Preprints
https://doi.org/10.5194/egusphere-2025-950
https://doi.org/10.5194/egusphere-2025-950
27 Mar 2025
 | 27 Mar 2025
Status: this preprint is open for discussion and under review for Geoscientific Model Development (GMD).

Automatic Optical Depth Parametrization in Radiative Transfer Model RTTOV v13 via LASSO-Induced Sparsity for Satellite Data Assimilation

Franklin Vargas Jiménez and Juan Carlos De los Reyes

Abstract. The assimilation of satellite spectral sounder data requires fast and accurate radiative transfer models for retrieving surface and atmospheric variables. This study proposes a novel methodology to automatically parameterize atmospheric optical depths within the RTTOV scheme using statistical thresholds across pressure levels and LASSO regression to induce sparsity.
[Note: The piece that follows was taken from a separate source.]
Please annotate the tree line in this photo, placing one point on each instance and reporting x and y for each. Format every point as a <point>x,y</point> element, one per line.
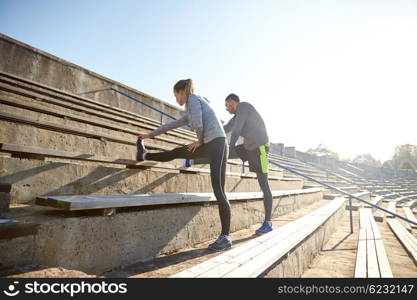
<point>404,158</point>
Numerical experiments with VIIRS infrared channels demonstrate that this approach significantly reduces computational costs while maintaining accuracy. The sparsity also facilitates the automatic selection of absorbing gases and predictors by channel and pressure level, making it particularly effective for multispectral instruments with numerous atmospheric variables. These findings highlight the potential of sparse regression methods to enhance the efficiency of radiative transfer models for satellite data assimilation.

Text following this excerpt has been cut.